NATAS administers the Daytime and News and Documentary Emmy Awards, while ATAS hands out the red-carpet staple Primetime Emmy Awards.
The two organizations have been engaged in a long feud over Emmys for content made expressly for broadband and other new media.
The ruling prevents NATAS from awarding any new-media Emmys in a separate broadband category, which it did in September at the 28th Annual News & Documentary Emmy Awards. Content made expressly for broadband may continue to be submitted for consideration in established categories, as ATAS has argued.
“This is a resounding victory for our Television Academy and duly establishes that NATAS' misguided actions were clearly inappropriate," ATAS president Dick Askin said in a statement. "The ruling is a confirmation that NATAS was in violation of our existing agreement and must cease and desist on any future violations of any unauthorized usage of the prestigious Emmy Award and brand without our approval."
NATAS president Peter Price expressed disappointment but accepted the ruling’s finality.
“We felt that it was new and different and the character of it was so different that it should be separately recognized within its own category,” Price said. “While I would have liked to have had them say, ‘Your separate broadband awards are an enlightened way to go,’ at least they clarified things.

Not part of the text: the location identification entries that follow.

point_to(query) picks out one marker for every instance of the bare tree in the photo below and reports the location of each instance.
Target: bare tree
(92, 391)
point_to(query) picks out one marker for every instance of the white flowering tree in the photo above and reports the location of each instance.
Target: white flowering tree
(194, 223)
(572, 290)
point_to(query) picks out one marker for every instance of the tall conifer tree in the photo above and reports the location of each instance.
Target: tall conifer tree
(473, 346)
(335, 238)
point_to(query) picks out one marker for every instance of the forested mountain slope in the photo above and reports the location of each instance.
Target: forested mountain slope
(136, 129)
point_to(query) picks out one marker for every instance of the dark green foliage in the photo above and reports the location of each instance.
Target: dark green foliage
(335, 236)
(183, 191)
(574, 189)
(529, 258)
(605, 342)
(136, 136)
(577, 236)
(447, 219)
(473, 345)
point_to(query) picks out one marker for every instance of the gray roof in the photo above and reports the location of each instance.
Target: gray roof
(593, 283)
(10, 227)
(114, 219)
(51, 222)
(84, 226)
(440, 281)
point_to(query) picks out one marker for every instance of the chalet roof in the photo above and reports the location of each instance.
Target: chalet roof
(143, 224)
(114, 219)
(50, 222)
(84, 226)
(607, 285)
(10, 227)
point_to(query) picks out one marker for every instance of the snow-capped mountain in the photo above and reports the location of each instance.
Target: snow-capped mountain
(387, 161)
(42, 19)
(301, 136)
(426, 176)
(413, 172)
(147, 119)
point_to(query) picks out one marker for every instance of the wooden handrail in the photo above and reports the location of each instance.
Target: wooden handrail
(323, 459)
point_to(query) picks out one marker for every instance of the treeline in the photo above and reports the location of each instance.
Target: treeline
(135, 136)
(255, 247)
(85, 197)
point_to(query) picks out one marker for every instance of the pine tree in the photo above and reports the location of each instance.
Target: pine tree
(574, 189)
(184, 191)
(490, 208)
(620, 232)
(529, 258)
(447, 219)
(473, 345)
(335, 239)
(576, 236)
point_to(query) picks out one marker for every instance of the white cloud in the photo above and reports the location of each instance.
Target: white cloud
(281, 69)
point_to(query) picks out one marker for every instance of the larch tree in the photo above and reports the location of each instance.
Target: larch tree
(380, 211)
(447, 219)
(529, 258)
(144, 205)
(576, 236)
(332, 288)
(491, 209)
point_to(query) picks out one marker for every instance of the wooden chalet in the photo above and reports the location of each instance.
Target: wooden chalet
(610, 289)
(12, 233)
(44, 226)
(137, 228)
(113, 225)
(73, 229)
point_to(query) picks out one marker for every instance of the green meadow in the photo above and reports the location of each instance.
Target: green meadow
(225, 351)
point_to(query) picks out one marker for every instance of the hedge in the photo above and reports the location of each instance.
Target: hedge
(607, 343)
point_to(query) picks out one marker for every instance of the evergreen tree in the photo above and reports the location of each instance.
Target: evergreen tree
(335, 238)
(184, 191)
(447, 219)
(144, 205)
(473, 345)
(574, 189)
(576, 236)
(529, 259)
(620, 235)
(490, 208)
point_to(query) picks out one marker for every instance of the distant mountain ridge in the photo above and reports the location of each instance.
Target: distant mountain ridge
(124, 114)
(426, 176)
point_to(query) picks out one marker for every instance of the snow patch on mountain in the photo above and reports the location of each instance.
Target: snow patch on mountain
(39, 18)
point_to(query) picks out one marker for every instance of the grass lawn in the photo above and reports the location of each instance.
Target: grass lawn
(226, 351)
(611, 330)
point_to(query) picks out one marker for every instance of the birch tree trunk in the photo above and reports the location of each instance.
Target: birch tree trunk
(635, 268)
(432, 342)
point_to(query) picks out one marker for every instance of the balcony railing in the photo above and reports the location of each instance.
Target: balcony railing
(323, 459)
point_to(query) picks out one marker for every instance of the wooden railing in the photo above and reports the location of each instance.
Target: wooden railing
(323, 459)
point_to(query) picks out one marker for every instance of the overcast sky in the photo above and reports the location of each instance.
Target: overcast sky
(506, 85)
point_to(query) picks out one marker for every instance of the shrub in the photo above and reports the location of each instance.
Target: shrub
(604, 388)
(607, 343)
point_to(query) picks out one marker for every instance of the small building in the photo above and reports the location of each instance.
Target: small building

We’ll abide by the arbitrators ruling and rejigger our program to make it accommodating in the same way ATAS does.”
Both entities may consider broadband programming for existing categories that fall under their purviews: drama, comedy, variety, reality and children’s programming for ATAS and news, documentary and sports programming for NATAS.
Neither entity, however, may award Emmys for content made expressly for non-television devices including cell phones and iPods. The ruling also put the kibosh on NATAS’ partnership with MySpace, which allowed users to submit videos for award consideration.
The arbitration board also ruled that a Latin Emmy ceremony can go forward if both sides can agree to the structure of such a tribute. In 2006, NATAS went ahead with such a ceremony without ATAS participating, calling it the Leaders of Spanish Language Television Awards.
Both sides were optimistic that a Latin Emmy ceremony can become a reality perhaps by 2008.
“We have to get together and plan it and put our heads together and go forward, which I hope is what we’re going to do,” Price said.